Mounting an Object Store

To allow mounting by non-root users, in /etc/fuse.conf, uncomment:

user_allow_other

Mount the Object Store in daemon mode with:

rclone mount <rclone config block>:<bucket> /path/to/mount/dir --daemon --daemon-wait 0 --allow-other --read-only
# For example:
#rclone mount c3g-data-repos:ihec_data /mnt/ihec_data_objstr --daemon --daemon-wait 0 --allow-other --read-only

A service may be used to auto-mount the Object Store on boot with a service file (in /etc/systemd/system/).

# Mount the ihec_data_objstr, even after a restart
[Unit]
Description=My Object Store automount
After=network.target

[Service]
ExecStart=/usr/bin/rclone mount <rclone config block>:<bucket> /path/to/mount/point/dir --no-modtime --fast-list --transfers 50 --checkers 50 --allow-other --read-only
# For example:
# ExecStart=/usr/bin/rclone mount c3g-data-repos:ihec_data /mnt/ihec_data_objstr --no-modtime --fast-list --transfers 50 --checkers 50 --allow-other --read-only
ExecStop=/usr/bin/fusermount -u /mnt/ihec_data_objstr
Restart=always
SyslogIdentifier=ihec_data_objstr
User=ihec
Group=ihec
Environment=RCLONE_CONFIG=/home/ihec/.config/rclone/rclone.conf
TimeoutStopSec=30

[Install]
WantedBy=multi-user.target

Mounting a public Object Store without using credentials

Public Object Stores may be accessed or mounted as read-only without the use of Open Stack credentials. This relies on a bucket syntax prepended with the Open Stack project ID.
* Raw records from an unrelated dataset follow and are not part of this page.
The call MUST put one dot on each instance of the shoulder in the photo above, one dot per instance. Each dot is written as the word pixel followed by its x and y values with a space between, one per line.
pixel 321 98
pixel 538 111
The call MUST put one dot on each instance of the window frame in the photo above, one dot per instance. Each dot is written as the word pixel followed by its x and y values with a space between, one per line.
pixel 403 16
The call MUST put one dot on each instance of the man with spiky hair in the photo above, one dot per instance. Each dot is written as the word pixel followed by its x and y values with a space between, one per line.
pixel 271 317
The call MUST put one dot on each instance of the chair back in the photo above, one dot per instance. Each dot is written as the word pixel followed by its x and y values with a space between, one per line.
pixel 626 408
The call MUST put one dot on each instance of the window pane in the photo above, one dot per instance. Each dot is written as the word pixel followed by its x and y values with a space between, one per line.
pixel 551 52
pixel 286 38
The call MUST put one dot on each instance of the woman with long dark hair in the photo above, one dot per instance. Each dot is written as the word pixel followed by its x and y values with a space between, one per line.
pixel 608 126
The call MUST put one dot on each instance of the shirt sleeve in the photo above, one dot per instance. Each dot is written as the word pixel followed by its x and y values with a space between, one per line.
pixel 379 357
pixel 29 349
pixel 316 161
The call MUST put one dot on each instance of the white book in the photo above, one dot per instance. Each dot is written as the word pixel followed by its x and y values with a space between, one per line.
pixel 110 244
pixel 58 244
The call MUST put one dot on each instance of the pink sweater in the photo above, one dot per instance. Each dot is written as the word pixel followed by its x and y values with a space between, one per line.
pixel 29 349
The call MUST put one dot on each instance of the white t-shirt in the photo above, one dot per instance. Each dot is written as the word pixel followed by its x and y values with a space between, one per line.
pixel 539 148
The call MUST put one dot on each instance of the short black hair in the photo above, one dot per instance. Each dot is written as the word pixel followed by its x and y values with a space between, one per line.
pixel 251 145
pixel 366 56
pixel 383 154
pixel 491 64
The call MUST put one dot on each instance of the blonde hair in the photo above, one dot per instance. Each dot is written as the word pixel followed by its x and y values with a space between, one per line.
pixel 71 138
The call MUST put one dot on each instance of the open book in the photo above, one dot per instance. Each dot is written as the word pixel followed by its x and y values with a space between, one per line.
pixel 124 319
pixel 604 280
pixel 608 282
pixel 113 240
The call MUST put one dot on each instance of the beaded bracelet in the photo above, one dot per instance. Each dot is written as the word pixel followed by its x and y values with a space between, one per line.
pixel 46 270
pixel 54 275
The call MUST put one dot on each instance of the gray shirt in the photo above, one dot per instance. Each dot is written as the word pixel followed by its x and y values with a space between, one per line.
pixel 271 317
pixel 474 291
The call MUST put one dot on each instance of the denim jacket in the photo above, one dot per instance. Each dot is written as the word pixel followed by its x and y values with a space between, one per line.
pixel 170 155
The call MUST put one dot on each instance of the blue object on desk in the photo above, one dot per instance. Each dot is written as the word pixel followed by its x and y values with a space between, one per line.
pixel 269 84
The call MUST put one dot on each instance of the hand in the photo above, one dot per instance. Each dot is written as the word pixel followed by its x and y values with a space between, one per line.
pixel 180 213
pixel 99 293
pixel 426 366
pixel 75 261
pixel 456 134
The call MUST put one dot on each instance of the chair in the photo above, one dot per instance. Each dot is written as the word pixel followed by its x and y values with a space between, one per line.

Your ~/.config/rclone/rclone.conf need not contain an access_key_id and secret_access_key but only:

[my-public-project]
type = s3
provider = Other
env_auth = false
endpoint = https://objets.juno.calculquebec.ca

Then combine the OS project ID and the bucket name like so:

rclone lsd my-public-project:<OS project ID>:<bucket name>
# For example:
# rclone lsd my-public-project:d5f8b8e8e3e2442f81573b2f0951013b:ihec_data
# or
# rclone mount my-public-project:d5f8b8e8e3e2442f81573b2f0951013b:ihec_data /mnt/ihec_data_objstr --daemon --daemon-wait 0 --allow-other --read-only

No problems, only solutions

1. I cannot upload file larger than 48GB.

In some situation rclone is not able to guess the size of the file to upload and use the default value of`--s3-chunk-size 5M` to spit and upload file to the bucket. But since the server has a 10,000 chunk limit, the upload crashes. You can solve that by setting a larger  value:
$rclone copy --s3-chunk-size 50M my-large-file.cram  my-project:test

Note that you need the ram of your computer to be larger that chunks.